The US government's move to establish a Strategic Bitcoin Reserve - using seized BTC instead of purchasing from the market - has triggered investor disappointment, leading to a 6% Bitcoin price drop from $90,400 to $84,979. Experts argue the backlash reflects unrealistic industry expectations, as just years ago, the idea of a federally backed Bitcoin reserve was unthinkable. While the current strategy ensures no taxpayer cost, the order leaves room for future acquisitions, depending on economic conditions. Analysts warn Bitcoin could struggle to hold above $82,000, given macroeconomic concerns.

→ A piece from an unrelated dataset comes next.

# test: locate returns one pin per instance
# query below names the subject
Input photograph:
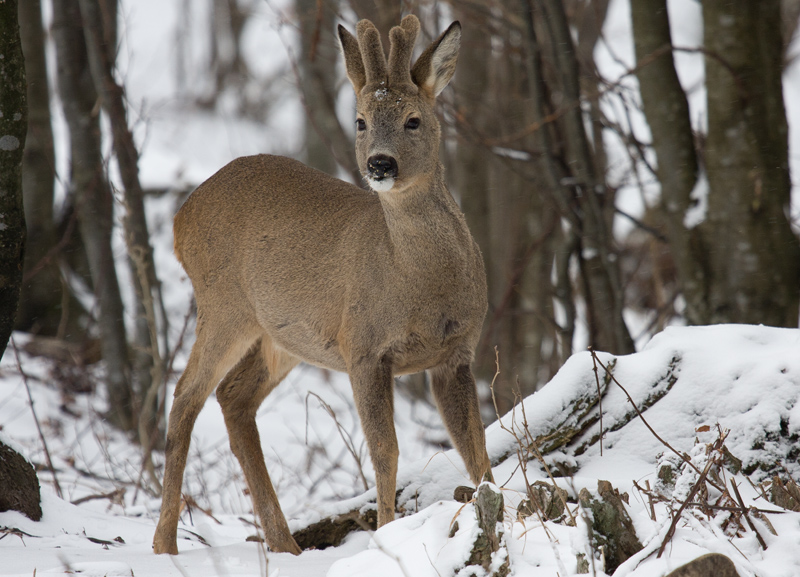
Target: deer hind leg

At the White House Crypto Summit, held a day after Trump’s executive order, Michael Saylor presented an even bolder vision - urging the government to acquire up to 25% of Bitcoin’s total supply (5.25 million BTC) by 2035 through consistent daily purchases. He claims this could generate $10+ trillion annually by 2045 and significantly reduce the national debt. Saylor’s proposal dwarfs the 1 million BTC (5%) allocation suggested in the 2024 Bitcoin Act, reinforcing his stance: “Never sell your Bitcoin.”

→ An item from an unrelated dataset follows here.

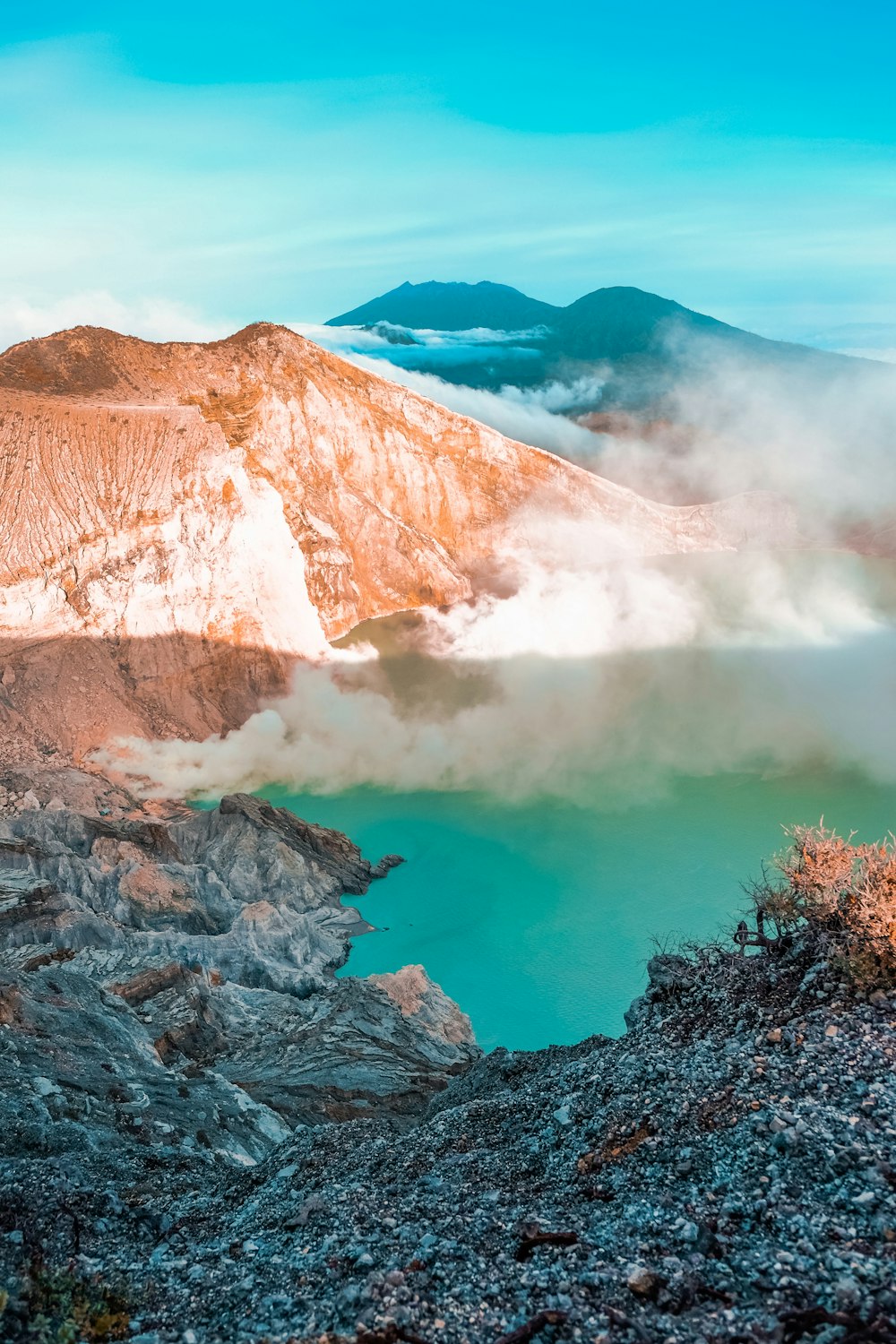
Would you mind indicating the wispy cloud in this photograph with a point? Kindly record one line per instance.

The clash between the government’s cautious, budget-neutral approach and Saylor’s aggressive accumulation strategy highlights a key debate: should the US slowly integrate Bitcoin into its financial system, or should it seize a dominant position before global competitors? With mounting regulatory scrutiny and shifting political dynamics, how the government navigates this decision could shape Bitcoin’s role in the global economy for decades.

While the US Bitcoin Reserve marks a historic shift, its cautious execution contrasts sharply with Saylor’s ambitious vision - leaving the government at a crossroads in shaping its long-term crypto policy.